Men allegedly prefer to lie about their lives, their career prospects or their salaries. Women fool their fellow human beings by giving out exaggerated compliments or by being extremely friendly.

Scientists estimate that every adult tweaks an average of twice a day. Some reports and press articles even mention up to 200 lies a day. However, it is unclear where this number came from.

Children must first learn to lie consciously

Children have to live with lies early on. The parents, of all people, are to blame for this - they hide and cover up, for example when it comes to the illness of a relative.

But even the little ones learn to cheat early on. This is indicated by a famous experiment from the 1980s: An American research group led by Michael Lewis observed three-year-olds lying.

The little ones had illegally turned around to look at a toy, but then denied breaking the rules. Apparently they feared punishment - and wanted to avoid it with a white lie.

For the former Sigmund Freud student Viktor Tausk, lies played a key role in child development: He was convinced that children only learn that they have their own identity through lies.

Researchers Bella DePaulo and Audrey Jordan think that children from the age of three and a half have developed a feeling for the consciousness of others. From this point on, they should be able to lie consciously in order to gain advantages.

This realization is a shock for parents. They see it as a breach of trust when their children lie to them. There is consolation in the knowledge that childlike lies are easy to unmask.

An everyday anecdote that should sound familiar to all parents: the son or daughter denies having eaten cookies - but the crumbs at the corners of the mouth tell a different story.

Micro-expressions can betray liars

If there are no indications of a lie, the other person's face remains. The US psychologist Paul Ekman researched for decades whether and how a liar can be convicted on the basis of his facial expressions.

His realization: Those who lie, often smile in order to cover up their true feelings, such as discomfort or fear. So-called micro-expressions provide information about the real emotional life of the cheater.

These involuntary facial expressions can only be seen for a split second on the liar's face, but they show real emotions such as disgust, anger or fear. A hypocrite will try to hide these emotions with an artificial smile: the corners of the mouth roll up, but the eyes do not laugh with them.

Liars can also give themselves away by changing their behavior. If you suddenly speak quieter or louder on a certain topic, smile or sit down differently, you could be speaking the untruth.

Signs of stress also reveal the cheater: he speaks with delays, repeats himself, pauses for thought or blinks particularly often. The German psychologist Jack Nasher has written a book about the art of exposing lies. He knows: "If you look closely, even trained liars are usually not perfect actors."

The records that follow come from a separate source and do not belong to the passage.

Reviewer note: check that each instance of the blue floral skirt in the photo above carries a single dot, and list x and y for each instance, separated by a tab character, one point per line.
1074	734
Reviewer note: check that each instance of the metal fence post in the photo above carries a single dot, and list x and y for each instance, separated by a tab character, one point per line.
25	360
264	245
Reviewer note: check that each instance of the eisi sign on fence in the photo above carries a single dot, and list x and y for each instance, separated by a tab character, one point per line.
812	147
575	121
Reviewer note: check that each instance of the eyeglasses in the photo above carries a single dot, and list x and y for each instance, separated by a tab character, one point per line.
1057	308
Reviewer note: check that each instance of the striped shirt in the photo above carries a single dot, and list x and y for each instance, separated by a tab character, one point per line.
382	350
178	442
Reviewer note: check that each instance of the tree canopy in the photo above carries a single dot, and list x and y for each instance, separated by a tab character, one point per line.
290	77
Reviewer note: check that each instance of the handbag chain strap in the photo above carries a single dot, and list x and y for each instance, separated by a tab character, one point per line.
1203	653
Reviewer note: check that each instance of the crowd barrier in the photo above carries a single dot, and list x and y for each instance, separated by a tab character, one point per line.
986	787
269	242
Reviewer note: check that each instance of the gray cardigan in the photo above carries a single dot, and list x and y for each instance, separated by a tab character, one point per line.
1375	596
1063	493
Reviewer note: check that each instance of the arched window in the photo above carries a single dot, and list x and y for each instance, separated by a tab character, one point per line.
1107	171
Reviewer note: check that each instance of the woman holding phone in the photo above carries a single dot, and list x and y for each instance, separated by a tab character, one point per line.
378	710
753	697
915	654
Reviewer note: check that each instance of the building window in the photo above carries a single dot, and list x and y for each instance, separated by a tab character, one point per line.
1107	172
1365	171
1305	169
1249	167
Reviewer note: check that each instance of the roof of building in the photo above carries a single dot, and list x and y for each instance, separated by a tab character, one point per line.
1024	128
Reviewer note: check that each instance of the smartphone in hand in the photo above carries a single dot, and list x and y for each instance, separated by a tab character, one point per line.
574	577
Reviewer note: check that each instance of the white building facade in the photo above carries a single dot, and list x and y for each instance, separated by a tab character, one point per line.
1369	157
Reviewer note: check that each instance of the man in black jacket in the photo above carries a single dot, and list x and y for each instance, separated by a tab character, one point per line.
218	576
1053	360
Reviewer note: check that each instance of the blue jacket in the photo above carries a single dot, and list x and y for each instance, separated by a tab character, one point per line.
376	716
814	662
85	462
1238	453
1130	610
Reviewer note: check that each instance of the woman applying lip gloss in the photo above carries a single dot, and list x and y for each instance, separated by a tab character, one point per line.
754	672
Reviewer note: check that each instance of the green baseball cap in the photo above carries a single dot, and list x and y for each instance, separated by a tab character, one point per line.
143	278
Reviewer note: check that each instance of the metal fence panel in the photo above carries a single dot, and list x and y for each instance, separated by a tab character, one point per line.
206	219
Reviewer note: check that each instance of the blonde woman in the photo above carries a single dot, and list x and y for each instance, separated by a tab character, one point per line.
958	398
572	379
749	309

James Mackenzie invented the lie detector (polygraph) in 1902 in order to be able to convict swindlers in a targeted manner. It records physical symptoms, measures respiratory rate, pulse, blood pressure and changes in skin resistance caused by sweating.

First of all, the respondent is asked harmless questions - this is how his or her normal values ​​are to be determined. If changes occur in critical questions, these are interpreted as an indication of a lie.

In practice, however, the device could not prevail: resourceful liars outsmart the detector by deliberately distorting their measured values. Apparently, this effect is already achieved when respondents bite their tongues or press their toes against the floor.